Food activists vs. farmed fish: who’s right? Reply

My go-to meal when dining out is broiled salmon with a side of rice and some veggies.  Add a glass of pinot noir, and I’ve got a healthful and tasty meal.

The food activists, however, are eager to tell me that I am overloading on PCB’s, mercury, and antibiotics, particularly if – as is usually the case – the fish was raised in a tank or a pen rather than caught in the open ocean.  Farmed salmon is one of those food commodities that the food busybodies love to hate.
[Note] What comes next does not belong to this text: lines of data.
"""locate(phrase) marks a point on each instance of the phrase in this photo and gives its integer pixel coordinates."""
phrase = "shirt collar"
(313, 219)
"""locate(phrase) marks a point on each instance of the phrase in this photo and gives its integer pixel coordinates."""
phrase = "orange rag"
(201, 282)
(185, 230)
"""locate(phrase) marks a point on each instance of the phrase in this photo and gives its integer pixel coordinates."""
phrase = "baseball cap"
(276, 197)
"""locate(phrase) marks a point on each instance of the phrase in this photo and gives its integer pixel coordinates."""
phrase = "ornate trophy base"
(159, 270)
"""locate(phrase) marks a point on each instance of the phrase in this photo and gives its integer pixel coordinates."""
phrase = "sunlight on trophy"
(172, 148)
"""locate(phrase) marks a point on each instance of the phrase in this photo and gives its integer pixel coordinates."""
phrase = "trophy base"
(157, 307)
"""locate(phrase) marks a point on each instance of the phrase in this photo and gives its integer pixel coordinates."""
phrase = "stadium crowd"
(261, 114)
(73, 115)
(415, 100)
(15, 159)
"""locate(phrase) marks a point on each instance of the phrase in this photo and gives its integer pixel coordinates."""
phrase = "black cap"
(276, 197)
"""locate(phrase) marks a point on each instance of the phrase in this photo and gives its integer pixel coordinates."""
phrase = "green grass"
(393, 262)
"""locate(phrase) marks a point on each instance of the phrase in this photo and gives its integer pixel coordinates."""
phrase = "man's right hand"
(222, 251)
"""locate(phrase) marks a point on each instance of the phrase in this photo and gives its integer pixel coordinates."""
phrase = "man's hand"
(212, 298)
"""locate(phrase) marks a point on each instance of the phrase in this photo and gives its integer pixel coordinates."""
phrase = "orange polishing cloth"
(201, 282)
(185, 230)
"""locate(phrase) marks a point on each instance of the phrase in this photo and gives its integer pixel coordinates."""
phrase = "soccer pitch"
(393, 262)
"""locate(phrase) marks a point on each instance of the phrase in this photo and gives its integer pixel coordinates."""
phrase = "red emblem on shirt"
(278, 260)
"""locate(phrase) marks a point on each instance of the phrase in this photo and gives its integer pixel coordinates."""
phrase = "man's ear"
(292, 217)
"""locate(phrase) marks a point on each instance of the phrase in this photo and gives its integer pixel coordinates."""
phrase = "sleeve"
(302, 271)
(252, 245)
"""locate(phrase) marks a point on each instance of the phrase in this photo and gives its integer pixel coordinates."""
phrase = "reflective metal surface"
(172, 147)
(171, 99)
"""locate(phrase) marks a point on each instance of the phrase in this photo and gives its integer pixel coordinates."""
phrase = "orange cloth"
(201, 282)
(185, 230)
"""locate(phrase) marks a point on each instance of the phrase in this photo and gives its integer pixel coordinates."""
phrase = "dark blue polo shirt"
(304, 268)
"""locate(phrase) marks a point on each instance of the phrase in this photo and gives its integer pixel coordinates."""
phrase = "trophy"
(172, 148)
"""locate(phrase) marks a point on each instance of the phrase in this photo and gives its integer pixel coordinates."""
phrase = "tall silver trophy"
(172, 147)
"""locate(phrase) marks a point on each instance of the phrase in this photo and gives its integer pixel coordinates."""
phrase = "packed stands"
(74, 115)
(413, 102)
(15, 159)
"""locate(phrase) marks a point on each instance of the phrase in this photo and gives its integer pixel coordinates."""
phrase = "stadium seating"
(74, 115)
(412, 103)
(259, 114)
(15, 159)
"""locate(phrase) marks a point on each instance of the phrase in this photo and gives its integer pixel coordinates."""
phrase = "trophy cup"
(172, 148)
“Wild-caught” is as important to fish, in their view, as “organic” is to any terrestrial food.

Farmed or wild-caught?

Farmed or wild-caught?

Farm-raised fish is evil as far as Mike Adams, a.k.a. “The Health Ranger,” and numerous bloggers are concerned.

“Fish farming (is) killing off native species; boycott farmed salmon before it’s too late!” screams a post on Adams’ website.

Too late.  According to the National Oceanic and Atmospheric Administration (NOAA) Fisheries Service, about two-thirds of the salmon eaten by Americans every year is farm-raised.  Most of it is imported from Norway, Chile, or Canada.

Science, fortunately, has debunked the scare stories about farmed salmon.  Harvard professors have estimated that that the health benefits of eating salmon far outweigh any risk from PCB contamination, for example.  EPA, FDA and the Institute of Medicine have all found the risk from mercury in fish is so hard to pin down that they can’t recommend any limits on seafood consumption by adults.

But there is always the hipster appeal of paying more for wild-caught.  It makes the buyer feel good and it tastes better, right?

Not so fast.  The Washington Post recently staged a blind taste test, with several of its food writers, local chefs, and a seafood wholesaler sampling ten brands of salmon, ranging from the humble $6 per pound frozen, farmed fish from Costco to some fancy $20 per pound wild-caught varieties.

The winner?  You guessed it – the inexpensive stuff from Costco.

“Farmed salmon beat wild salmon, hands down,” the Post reported.  In fact, of the ten fish tested, the top five were farmed.  (Details at

The tasters expected to be able to tell the wild fish from the farmed product, but couldn’t.  “None stood out and said, ‘Buy me,’ ” sighed a chef.

One flavor the tasters liked was the tang imparted by the 4 percent salt solution used to pack the Costco fish.  Is it cheating to add a little salt to fish?  Well, no – the Japanese do it all the time, especially for sushi, one of the chefs noted.  Costco’s Norwegian fish farmers are just enhancing their product a little bit.

To me, the bottom line for consumers is simple:  buy what you like.  If you are just looking for some nice fish for dinner, and you have a Costco membership, grab it there.  Otherwise, shop around for the best price.  If you really think buying wild-caught salmon will help save the world, go ahead.  Just don’t kid yourself that you’re getting a safer or better-tasting fish.